Curriculum Engine

Hybrid RAG pipeline that generates structured learning plans with verified resource links. Claude produces the curriculum structure and search queries — never URLs. Live APIs resolve every query to a real, validated link.

Built with Python, FastAPI, and the Anthropic Claude API with prompt caching.

The problem it solves

LLMs hallucinate URLs. A naive approach asks Claude to recommend resources and returns whatever links it generates — most of which are broken or fabricated.

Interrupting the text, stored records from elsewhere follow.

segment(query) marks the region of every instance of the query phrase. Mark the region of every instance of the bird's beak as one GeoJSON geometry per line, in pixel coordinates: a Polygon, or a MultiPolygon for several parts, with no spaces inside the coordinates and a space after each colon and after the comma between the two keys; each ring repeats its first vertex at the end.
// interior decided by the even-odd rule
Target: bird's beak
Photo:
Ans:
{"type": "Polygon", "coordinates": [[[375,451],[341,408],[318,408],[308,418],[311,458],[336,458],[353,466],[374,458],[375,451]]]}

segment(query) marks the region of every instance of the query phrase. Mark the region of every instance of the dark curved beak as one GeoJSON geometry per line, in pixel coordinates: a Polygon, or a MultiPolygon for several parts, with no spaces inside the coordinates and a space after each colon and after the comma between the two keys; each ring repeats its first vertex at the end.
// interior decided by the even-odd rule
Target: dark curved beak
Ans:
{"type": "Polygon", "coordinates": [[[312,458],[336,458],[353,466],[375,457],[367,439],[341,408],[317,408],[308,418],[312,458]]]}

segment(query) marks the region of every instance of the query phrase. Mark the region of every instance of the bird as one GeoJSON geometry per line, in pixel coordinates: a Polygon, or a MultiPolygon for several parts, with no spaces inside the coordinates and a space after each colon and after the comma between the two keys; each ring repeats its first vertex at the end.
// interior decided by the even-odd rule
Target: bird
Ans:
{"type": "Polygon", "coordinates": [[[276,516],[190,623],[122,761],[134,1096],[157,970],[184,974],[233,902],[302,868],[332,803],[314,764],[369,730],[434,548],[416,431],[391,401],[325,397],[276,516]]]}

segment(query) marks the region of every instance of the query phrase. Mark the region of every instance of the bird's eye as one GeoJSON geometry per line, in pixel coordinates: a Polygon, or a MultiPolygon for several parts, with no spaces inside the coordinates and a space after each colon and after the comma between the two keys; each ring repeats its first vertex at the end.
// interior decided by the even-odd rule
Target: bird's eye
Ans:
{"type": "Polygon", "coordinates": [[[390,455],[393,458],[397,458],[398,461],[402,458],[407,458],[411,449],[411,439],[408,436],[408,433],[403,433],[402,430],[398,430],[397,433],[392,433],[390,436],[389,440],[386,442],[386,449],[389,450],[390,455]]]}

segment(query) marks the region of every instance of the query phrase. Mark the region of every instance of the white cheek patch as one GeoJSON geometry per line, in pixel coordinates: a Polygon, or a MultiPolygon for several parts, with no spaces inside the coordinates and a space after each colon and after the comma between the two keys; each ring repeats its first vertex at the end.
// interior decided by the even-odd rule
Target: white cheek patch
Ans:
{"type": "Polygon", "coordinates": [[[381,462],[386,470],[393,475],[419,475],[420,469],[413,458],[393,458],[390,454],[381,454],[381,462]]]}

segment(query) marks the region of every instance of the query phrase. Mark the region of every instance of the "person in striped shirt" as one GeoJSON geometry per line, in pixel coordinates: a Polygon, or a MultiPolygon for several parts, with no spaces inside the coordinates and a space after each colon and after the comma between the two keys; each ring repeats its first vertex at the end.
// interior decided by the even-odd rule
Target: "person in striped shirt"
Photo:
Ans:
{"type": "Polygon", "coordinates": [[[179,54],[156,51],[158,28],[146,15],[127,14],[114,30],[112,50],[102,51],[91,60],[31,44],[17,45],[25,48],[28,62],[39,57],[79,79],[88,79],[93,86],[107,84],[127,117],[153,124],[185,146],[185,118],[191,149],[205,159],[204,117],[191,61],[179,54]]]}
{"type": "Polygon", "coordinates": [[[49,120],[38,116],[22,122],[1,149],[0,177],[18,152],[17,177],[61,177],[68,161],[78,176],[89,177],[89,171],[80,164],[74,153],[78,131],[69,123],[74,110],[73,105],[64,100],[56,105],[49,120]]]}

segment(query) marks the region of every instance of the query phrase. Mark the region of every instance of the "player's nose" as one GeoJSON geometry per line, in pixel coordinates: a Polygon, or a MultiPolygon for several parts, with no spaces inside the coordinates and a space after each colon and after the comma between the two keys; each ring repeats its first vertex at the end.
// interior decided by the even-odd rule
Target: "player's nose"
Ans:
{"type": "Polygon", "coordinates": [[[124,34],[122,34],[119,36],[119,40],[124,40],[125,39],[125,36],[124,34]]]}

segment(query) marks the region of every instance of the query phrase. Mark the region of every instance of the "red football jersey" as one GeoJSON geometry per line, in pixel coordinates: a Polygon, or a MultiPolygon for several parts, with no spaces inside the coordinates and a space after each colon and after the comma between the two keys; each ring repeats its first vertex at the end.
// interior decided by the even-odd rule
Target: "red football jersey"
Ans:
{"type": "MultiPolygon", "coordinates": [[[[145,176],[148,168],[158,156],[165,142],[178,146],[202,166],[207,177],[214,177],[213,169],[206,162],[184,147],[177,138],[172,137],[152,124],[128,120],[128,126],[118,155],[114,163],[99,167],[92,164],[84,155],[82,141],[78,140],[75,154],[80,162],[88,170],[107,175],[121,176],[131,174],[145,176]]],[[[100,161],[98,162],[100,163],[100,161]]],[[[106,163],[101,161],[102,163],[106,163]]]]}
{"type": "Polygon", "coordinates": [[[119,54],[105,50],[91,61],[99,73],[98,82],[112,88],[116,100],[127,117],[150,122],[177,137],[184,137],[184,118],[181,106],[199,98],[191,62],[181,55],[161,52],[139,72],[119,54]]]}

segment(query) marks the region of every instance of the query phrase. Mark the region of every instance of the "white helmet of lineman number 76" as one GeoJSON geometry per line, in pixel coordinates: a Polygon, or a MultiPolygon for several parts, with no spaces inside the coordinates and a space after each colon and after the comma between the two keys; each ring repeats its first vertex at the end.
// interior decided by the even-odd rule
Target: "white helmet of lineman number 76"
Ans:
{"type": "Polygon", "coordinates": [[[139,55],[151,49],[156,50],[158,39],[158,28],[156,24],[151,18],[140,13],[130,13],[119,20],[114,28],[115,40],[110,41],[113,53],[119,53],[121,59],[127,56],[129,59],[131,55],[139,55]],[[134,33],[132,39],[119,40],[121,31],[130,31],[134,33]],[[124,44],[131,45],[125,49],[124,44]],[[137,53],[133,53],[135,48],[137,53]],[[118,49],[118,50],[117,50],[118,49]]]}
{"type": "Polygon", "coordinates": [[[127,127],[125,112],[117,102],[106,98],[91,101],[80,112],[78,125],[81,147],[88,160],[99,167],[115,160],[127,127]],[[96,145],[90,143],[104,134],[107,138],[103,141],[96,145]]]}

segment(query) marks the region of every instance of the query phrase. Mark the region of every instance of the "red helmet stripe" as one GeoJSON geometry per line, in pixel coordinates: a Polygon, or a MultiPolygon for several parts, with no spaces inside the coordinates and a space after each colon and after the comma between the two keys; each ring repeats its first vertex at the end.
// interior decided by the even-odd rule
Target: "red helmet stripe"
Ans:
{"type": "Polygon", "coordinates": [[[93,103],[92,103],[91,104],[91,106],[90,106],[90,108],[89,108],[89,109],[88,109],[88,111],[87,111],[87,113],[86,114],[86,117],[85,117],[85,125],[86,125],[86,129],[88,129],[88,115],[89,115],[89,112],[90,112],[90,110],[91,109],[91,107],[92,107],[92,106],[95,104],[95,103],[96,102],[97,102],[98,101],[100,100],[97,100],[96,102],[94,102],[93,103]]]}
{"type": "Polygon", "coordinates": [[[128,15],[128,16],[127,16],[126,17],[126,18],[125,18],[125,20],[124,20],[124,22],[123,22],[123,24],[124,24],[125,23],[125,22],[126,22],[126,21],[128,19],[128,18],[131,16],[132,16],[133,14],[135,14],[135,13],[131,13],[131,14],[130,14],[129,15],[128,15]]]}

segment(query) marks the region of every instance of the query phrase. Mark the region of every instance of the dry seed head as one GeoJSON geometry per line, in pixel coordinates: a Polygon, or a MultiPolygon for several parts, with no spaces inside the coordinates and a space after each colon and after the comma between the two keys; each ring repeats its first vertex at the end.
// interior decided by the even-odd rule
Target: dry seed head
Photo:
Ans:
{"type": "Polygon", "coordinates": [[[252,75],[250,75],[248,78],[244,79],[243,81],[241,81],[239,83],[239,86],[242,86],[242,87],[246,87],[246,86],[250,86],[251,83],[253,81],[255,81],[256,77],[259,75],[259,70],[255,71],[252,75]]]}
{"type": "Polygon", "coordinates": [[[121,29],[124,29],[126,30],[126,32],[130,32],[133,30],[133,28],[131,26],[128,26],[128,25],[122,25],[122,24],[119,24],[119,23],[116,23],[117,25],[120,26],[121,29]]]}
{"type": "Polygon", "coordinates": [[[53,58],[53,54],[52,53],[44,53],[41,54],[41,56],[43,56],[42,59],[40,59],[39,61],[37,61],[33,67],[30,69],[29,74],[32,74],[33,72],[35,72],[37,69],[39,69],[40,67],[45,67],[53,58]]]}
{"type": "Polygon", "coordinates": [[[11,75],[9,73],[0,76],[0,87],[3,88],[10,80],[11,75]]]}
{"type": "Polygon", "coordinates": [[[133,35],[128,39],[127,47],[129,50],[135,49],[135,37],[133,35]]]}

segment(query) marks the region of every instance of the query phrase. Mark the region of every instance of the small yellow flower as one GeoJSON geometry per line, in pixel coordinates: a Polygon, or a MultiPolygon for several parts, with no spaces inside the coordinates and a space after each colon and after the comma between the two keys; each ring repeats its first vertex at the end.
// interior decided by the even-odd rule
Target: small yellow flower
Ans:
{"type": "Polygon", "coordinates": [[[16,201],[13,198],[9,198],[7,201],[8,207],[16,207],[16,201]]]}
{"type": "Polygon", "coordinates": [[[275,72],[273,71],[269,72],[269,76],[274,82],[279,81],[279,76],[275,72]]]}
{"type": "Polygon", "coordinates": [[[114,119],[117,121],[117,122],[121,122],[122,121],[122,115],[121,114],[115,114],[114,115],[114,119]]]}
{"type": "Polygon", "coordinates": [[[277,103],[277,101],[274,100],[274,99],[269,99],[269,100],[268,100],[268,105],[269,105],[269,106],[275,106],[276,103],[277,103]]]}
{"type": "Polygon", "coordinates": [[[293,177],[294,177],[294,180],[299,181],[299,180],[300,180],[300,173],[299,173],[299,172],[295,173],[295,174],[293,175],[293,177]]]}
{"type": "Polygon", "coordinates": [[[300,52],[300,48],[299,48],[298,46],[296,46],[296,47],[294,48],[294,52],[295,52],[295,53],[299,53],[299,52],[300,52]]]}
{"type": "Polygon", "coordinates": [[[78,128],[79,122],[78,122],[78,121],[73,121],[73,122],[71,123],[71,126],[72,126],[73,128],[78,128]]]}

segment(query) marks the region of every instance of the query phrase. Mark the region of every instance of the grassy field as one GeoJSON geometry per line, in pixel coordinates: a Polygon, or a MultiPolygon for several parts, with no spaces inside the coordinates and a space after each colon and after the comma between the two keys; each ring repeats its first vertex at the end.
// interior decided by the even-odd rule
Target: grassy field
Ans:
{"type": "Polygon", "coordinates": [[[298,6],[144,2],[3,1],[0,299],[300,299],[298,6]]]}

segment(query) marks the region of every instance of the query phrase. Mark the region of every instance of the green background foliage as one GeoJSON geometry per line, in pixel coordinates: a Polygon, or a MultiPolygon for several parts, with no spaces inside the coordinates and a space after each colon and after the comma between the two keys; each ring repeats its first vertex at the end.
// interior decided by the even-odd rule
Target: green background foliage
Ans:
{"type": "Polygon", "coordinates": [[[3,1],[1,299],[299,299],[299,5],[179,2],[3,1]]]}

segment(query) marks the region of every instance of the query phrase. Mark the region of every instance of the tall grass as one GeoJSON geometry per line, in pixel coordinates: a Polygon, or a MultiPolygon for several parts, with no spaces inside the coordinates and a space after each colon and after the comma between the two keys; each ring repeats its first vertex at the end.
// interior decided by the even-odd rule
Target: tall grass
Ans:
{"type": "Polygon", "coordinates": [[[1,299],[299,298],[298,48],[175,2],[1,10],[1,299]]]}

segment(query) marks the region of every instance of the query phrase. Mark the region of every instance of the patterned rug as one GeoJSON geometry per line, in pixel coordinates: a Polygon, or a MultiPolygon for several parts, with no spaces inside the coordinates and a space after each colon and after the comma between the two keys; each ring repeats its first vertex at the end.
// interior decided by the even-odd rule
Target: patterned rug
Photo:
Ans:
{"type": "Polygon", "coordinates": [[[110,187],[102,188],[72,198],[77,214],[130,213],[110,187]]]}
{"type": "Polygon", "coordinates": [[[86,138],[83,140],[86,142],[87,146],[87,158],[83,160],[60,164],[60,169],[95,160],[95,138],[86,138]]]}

Curriculum Engine separates concerns: Claude handles curriculum design (what to learn, in what order, for how long); real APIs handle resource discovery (what actually exists and works).

Architecture

POST /plan
      │
      ▼
┌─────────────────────────────────────────┐
│  planner.py                             │
│  Claude Haiku (prompt-cached)           │
│  → structured curriculum               │
│  → search queries per resource          │
│     (no URLs — hallucination prevented) │
└──────────────┬──────────────────────────┘
               │ search queries
               ▼
┌─────────────────────────────────────────┐
│  retrieval.py  (asyncio.gather)         │
├────────────────────┬────────────────────┤
│  YouTube Data API  │  Serper.dev API    │
│  (video resources) │  (articles & web)  │
└────────────────────┴──────┬─────────────┘
                            │ real URLs
                            ▼
                     URL validation
                     HEAD check → swap 404s
                     → fallback to next result
                            │
                            ▼
                     LearningPlan response

Key technical decisions

No hallucinated URLs Claude is instructed to output only search queries, never URLs. Each query is resolved against a live API (YouTube Data API v3 or Serper.dev) to retrieve a real, current link. This makes the output reliably usable rather than plausible-looking but broken.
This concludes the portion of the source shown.